Uno dei fermati ha 45 anni. Possiede precedenti per reati contro il patrimonio. Le autorità lo ritengono presente a Vignola durante l'irruzione della polizia. È riuscito a sfuggire alla cattura in modo avventuroso. Le indagini suggeriscono che fosse l'organizzatore dell'assalto. Aveva condotto sopralluoghi e preparato le attività.

Il secondo arrestato ha 36 anni. È sospettato di aver gestito la logistica. Questo includeva la ricerca del luogo di ritrovo. Aveva anche coordinato il raduno di armi e veicoli rubati. La sua presunta responsabilità copre aspetti cruciali dell'organizzazione.

Rinnovo misure cautelari e aggravante mafiosa

Le squadre mobili di Bologna, Chieti, Foggia e Modena hanno agito. Hanno ricevuto supporto dal Servizio centrale operativo. Sono state eseguite 16 misure di custodia cautelare. Queste sono state emesse dal Giudice per le Indagini Preliminari. La richiesta è arrivata dalla Direzione Distrettuale Antimafia di Bologna.

Per 14 persone si tratta di un rinnovo delle misure. Queste erano state inizialmente disposte a Modena. Il giudice aveva ravvisato il reato di rapina aggravata. Per questo motivo, aveva trasmesso gli atti per competenza. La DDA ha poi richiesto l'aggravante dell'uso del metodo mafioso.

Il Gip ha accolto questa richiesta. L'aggravante è contestata a tutti i destinatari delle misure. Le modalità operative pianificate dal gruppo erano di tipo paramilitare. Questo aspetto ha contribuito alla valutazione dell'aggravante.

Il contesto dell'operazione

L'operazione iniziale del 18 marzo ha evitato un grave crimine. L'obiettivo era un portavalori in transito. La prontezza della polizia ha impedito l'assalto. Le indagini successive hanno permesso di identificare altri complici. La rete criminale sembrava ben organizzata. Le accuse si sono aggravate con l'ipotesi di metodo mafioso.

La presenza di armi e veicoli rubati indica una pianificazione dettagliata.

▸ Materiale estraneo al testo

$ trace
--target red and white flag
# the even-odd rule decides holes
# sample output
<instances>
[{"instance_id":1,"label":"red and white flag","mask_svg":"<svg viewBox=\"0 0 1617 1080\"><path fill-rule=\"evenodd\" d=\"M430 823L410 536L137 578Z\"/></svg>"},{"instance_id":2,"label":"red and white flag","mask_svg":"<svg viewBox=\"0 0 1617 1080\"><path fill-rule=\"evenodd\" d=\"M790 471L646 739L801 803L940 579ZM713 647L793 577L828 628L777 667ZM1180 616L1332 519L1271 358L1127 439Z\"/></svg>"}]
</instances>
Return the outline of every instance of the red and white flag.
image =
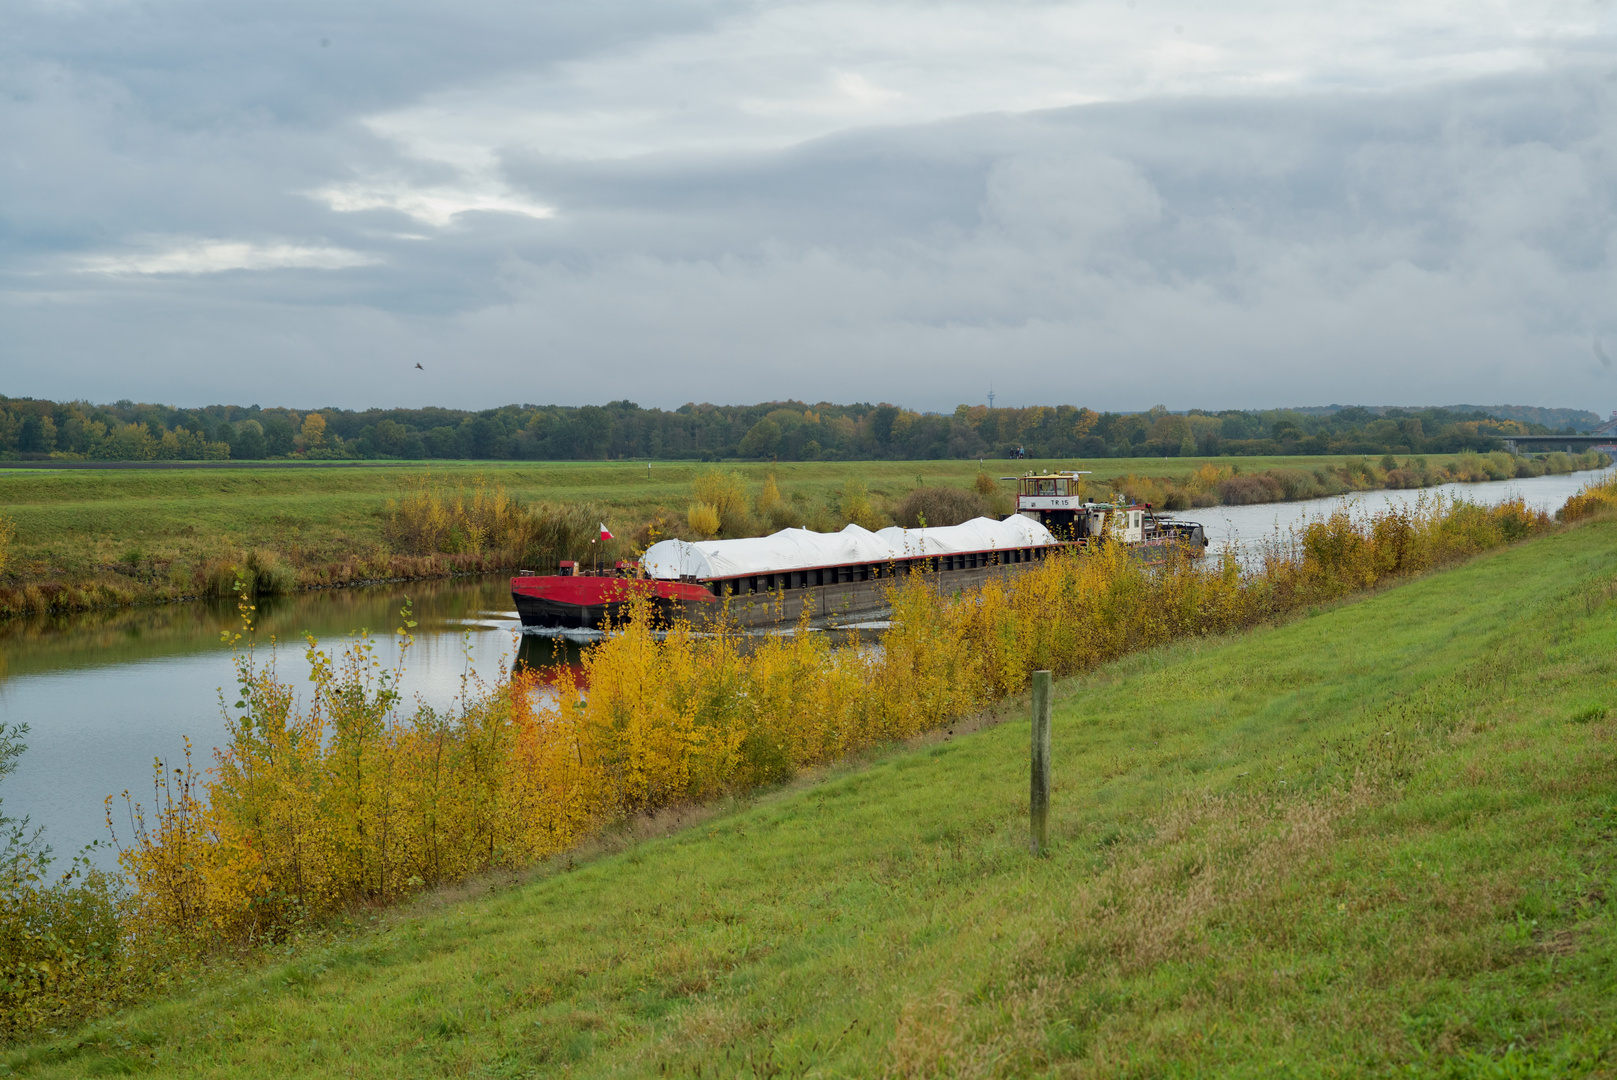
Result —
<instances>
[{"instance_id":1,"label":"red and white flag","mask_svg":"<svg viewBox=\"0 0 1617 1080\"><path fill-rule=\"evenodd\" d=\"M601 539L602 540L615 540L615 539L617 539L617 537L612 535L612 531L606 527L606 522L604 522L604 521L601 522Z\"/></svg>"}]
</instances>

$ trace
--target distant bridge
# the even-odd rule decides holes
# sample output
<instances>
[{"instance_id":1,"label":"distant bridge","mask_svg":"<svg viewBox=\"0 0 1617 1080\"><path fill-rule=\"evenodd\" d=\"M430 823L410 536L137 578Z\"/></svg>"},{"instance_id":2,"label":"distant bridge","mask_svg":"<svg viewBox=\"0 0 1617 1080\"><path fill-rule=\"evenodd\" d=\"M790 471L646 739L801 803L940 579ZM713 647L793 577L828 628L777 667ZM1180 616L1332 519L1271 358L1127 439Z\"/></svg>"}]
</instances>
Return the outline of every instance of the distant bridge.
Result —
<instances>
[{"instance_id":1,"label":"distant bridge","mask_svg":"<svg viewBox=\"0 0 1617 1080\"><path fill-rule=\"evenodd\" d=\"M1607 447L1614 444L1617 444L1617 417L1587 435L1512 435L1505 439L1505 449L1512 454L1524 447L1537 450L1587 450L1591 446Z\"/></svg>"}]
</instances>

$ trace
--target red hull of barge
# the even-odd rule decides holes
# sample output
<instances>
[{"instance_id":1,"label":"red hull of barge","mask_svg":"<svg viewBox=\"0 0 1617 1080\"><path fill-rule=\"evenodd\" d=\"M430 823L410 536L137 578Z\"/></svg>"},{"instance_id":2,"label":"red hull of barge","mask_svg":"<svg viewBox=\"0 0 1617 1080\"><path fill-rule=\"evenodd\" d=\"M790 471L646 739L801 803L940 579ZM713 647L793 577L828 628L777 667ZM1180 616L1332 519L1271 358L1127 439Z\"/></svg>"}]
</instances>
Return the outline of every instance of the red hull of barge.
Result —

Il gruppo utilizzava tattiche paramilitari. Questo giustifica l'aggravante contestata dalla DDA. Le misure cautelari confermano la gravità dei reati ipotizzati. Le indagini continuano per accertare eventuali ulteriori collegamenti.

La cooperazione tra diverse forze di polizia è stata fondamentale. Le squadre mobili di più province hanno lavorato insieme. Il Servizio centrale operativo ha fornito un supporto cruciale. Questo dimostra l'efficacia delle operazioni coordinate. La lotta alla criminalità organizzata rimane una priorità.